Mário Sérgio: Na colônia, lá pelos anos 60, houve diferença de pensamento entre os mais antigos e os mais jovens? Nakayama: Aqui em Mogi foi pouco, mas tivemos alguns atritos nas associações. Eu ouvi falar que isso ocorreu muito em São Paulo. Nos anos 60, acho que teve algumas agressões físicas. Mário Sérgio: Na sua militância dentro do Bunkyo, houve mudança de uma visão mais tradicionalista para novos olhares de administração? Nakayama: Quando eu era jovem, participava de associações.
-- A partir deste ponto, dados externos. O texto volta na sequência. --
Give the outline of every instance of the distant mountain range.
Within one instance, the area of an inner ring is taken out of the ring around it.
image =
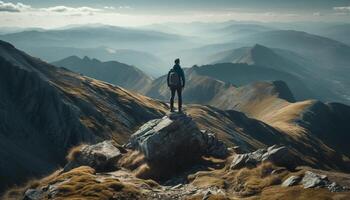
[[[67,60],[96,63],[101,68],[118,64],[77,57]],[[123,64],[119,70],[124,67],[138,72]],[[5,177],[0,188],[49,174],[65,163],[68,149],[80,143],[112,139],[123,144],[140,125],[163,117],[169,109],[164,102],[57,68],[3,41],[0,70],[0,157],[4,161],[0,176]],[[240,79],[239,73],[248,71],[254,80],[263,72],[259,70],[259,66],[232,63],[186,69],[187,101],[229,110],[187,104],[185,112],[200,128],[214,132],[229,147],[255,150],[283,144],[306,165],[350,171],[350,107],[295,101],[281,81],[240,87],[224,82],[236,80],[243,84],[246,80]],[[272,72],[271,69],[269,74]],[[158,87],[164,87],[162,81],[163,77],[152,83],[160,97],[168,91]]]
[[[218,105],[234,98],[236,87],[256,81],[285,80],[291,85],[294,94],[306,98],[312,92],[297,77],[274,69],[247,64],[214,64],[192,67],[185,70],[187,86],[184,90],[186,103]],[[167,100],[170,93],[166,85],[166,76],[153,81],[145,93],[147,96]],[[225,109],[231,108],[221,107]]]
[[[142,92],[152,82],[152,78],[141,70],[117,61],[101,62],[86,56],[82,59],[71,56],[52,64],[132,91]]]
[[[0,71],[1,190],[50,173],[72,146],[105,139],[123,143],[134,128],[166,109],[164,103],[57,68],[3,41]]]
[[[168,66],[157,56],[147,52],[130,49],[113,49],[110,47],[75,48],[75,47],[28,47],[24,48],[31,55],[38,56],[47,62],[55,62],[72,55],[88,56],[101,61],[117,60],[133,65],[150,76],[159,77],[166,73]]]
[[[249,65],[261,66],[263,69],[274,69],[279,72],[291,74],[301,80],[309,89],[306,96],[299,95],[288,80],[283,77],[276,77],[275,80],[283,80],[291,86],[297,99],[317,98],[325,101],[341,101],[348,102],[344,97],[346,91],[338,93],[341,87],[335,89],[332,83],[327,80],[326,74],[321,74],[322,69],[317,69],[313,60],[304,58],[297,53],[284,49],[270,49],[262,45],[254,45],[253,47],[242,47],[238,49],[223,51],[208,57],[211,63],[247,63]],[[245,75],[246,76],[246,75]],[[344,84],[346,82],[344,81]],[[311,92],[312,91],[312,92]]]

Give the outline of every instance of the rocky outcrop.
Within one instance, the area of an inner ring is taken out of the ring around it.
[[[127,145],[147,161],[186,163],[202,155],[224,157],[227,148],[213,134],[201,131],[190,116],[170,114],[144,124]]]
[[[267,149],[258,149],[251,153],[237,154],[231,163],[231,169],[255,167],[262,162],[271,162],[288,169],[294,169],[297,163],[295,156],[287,147],[273,145]]]
[[[336,182],[332,182],[326,175],[316,174],[311,171],[306,171],[304,176],[290,176],[283,183],[282,187],[289,187],[301,184],[305,189],[307,188],[326,188],[331,192],[344,192],[349,188],[340,186]]]
[[[282,183],[282,187],[289,187],[293,185],[297,185],[301,180],[300,176],[290,176]]]
[[[115,167],[121,156],[120,150],[111,140],[95,145],[86,145],[75,153],[74,158],[66,164],[63,172],[80,166],[89,166],[96,171],[108,171]]]

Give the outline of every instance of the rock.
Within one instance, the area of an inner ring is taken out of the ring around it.
[[[289,187],[289,186],[294,186],[297,185],[301,180],[301,177],[299,176],[290,176],[287,178],[285,181],[282,183],[282,187]]]
[[[345,192],[349,191],[349,188],[340,186],[336,182],[333,182],[327,186],[328,190],[331,192]]]
[[[329,181],[326,175],[320,175],[310,171],[306,171],[302,179],[298,176],[289,177],[282,183],[281,186],[289,187],[297,185],[298,183],[301,183],[305,189],[326,188],[331,192],[344,192],[349,190],[349,188],[340,186],[335,182]]]
[[[232,150],[233,150],[235,153],[238,153],[238,154],[244,153],[243,150],[242,150],[242,148],[241,148],[240,146],[234,146],[234,147],[232,148]]]
[[[201,130],[201,132],[203,134],[204,139],[206,140],[207,155],[211,155],[219,158],[223,158],[227,156],[228,154],[227,147],[221,140],[218,140],[213,133],[210,133],[207,130]]]
[[[184,164],[202,155],[225,156],[227,148],[214,134],[201,131],[186,114],[170,114],[144,124],[127,147],[141,151],[148,162]]]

Depois comecei a estudar, me formei, segui a vida profissional e deixei um pouco de lado a convivência com as associações. Trabalhei 30 anos em Guarulhos. Viajava às sete horas da manhã e só voltava por volta de dez horas da noite. Tinha pouco contato com a comunidade. No caso do Bunkyo, quando se formou, a idéia era um pouco diferente. Precisava de alguma comunicação do governo japonês com a comunidade. Em Mogi, por incrível que pareça, nós tivemos 26 associações de bairro da colônia. Então, o pessoal teve a idéia de fazer o Bunkyo, entrar em contato com o Bunkyo de São Paulo para trazer informações e se reunia uma vez por mês para divulgar essas informações. O tempo foi passando, mas os jovens não entravam nessa associação. Aquilo era só para o pessoal da primeira geração. A segunda geração ia, mas não tinha voz ativa. Algumas coisas começaram a mudar com o antigo presidente Katsuti Titaguti, que ficou no cargo por oito gestões. Ele até sacrificou a própria família para se dedicar ao Bunkyo. Em 2002, eu me aposentei. Queria me dedicar para alguma coisa na comunidade. Aí, entrei no Bunkyo. O presidente era Sato Watanabe. As reuniões começaram a ser realizadas em português, porque antes


disso tudo era feito em japonês. Eu continuei essa renovação de trazer mais jovens. Houve uma falha nossa na gestão anterior que foi não dar ouvidos aos fundadores. Quando eu assumi, decidi que isso não poderia continuar assim. Tem a cultura japonesa. Temos de que respeitar os mais velhos. Eles não precisavam participar da decisão, mas nós teríamos de ouvi-los. Eu fui o mediador. Nunca tomei decisão sozinho. Isso faz parte da cultura japonesa. A responsabilidade é de todos. O sucesso é de todos, assim como o fracasso.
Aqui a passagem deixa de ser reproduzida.